DOJ Urged to Preserve S.C. Election Records
Rebecca Abrahams Huffington Post Jun 22 2010South Carolina's primary election for Republican governor heads to a runoff today amid calls for Attorney General Eric Holder to investigate whether the ES&S iVotronic voting machines used in the June 8, 2010 Democratic primary election for U.S. Senate were faulty or corrupt.
Voter Action, a non-profit, non-partisan voting integrity group, is urging Holder to seize the electronic voting equipment before critical data from that election is erased during usage in the Republican run-off.
Voter Action Legal Director John C. Bonifaz, in a letter to Holder, wrote, "there is a substantial disparity between the results of the absentee vote count and the primary day vote count. That disparity may be attributable to the use by voters of paperless touchscreen voting machines on primary day, whereas most absentee voters marked their votes on paper ballots that were thereafter tabulated by optical scanner equipment."

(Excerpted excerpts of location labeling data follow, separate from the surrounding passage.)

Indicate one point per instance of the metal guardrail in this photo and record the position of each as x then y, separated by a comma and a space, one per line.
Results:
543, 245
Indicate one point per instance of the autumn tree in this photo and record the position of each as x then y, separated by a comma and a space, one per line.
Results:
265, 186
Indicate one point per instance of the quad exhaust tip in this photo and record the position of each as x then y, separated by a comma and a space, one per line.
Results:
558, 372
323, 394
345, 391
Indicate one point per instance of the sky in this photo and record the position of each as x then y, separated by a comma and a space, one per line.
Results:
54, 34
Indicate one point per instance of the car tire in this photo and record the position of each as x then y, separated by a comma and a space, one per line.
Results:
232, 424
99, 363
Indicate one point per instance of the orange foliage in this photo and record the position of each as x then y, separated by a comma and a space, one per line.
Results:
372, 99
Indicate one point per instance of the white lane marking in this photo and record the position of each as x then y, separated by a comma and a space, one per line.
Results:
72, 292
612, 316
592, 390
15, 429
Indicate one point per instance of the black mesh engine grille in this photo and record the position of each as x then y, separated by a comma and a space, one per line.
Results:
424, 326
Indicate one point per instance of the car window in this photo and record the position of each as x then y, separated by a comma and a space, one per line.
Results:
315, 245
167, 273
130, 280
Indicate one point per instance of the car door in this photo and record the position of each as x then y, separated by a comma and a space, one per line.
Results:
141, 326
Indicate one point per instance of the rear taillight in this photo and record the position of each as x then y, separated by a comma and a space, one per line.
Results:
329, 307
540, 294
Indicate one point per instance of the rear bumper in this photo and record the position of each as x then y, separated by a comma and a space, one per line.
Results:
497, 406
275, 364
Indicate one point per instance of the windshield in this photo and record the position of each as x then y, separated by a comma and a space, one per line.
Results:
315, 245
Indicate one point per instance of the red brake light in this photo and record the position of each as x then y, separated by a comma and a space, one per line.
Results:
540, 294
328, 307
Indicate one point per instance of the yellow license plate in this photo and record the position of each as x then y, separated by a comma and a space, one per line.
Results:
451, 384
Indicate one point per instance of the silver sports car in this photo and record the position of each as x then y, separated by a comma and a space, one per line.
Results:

Despite disparities and statewide reports of lost votes, broken equipment and missing names on the ballot, the South Carolina Democratic Party voted against former state legislator and Circuit Court Judge Vic Rawl's calls for a new primary election against opponent Alvin Greene. Greene, an unemployed Army veteran defeated Rawls with 59% of the vote without campaigning or fundraising. Greene has also refused to disclose how he was able to come up with the $10,000 filing fee to run for office.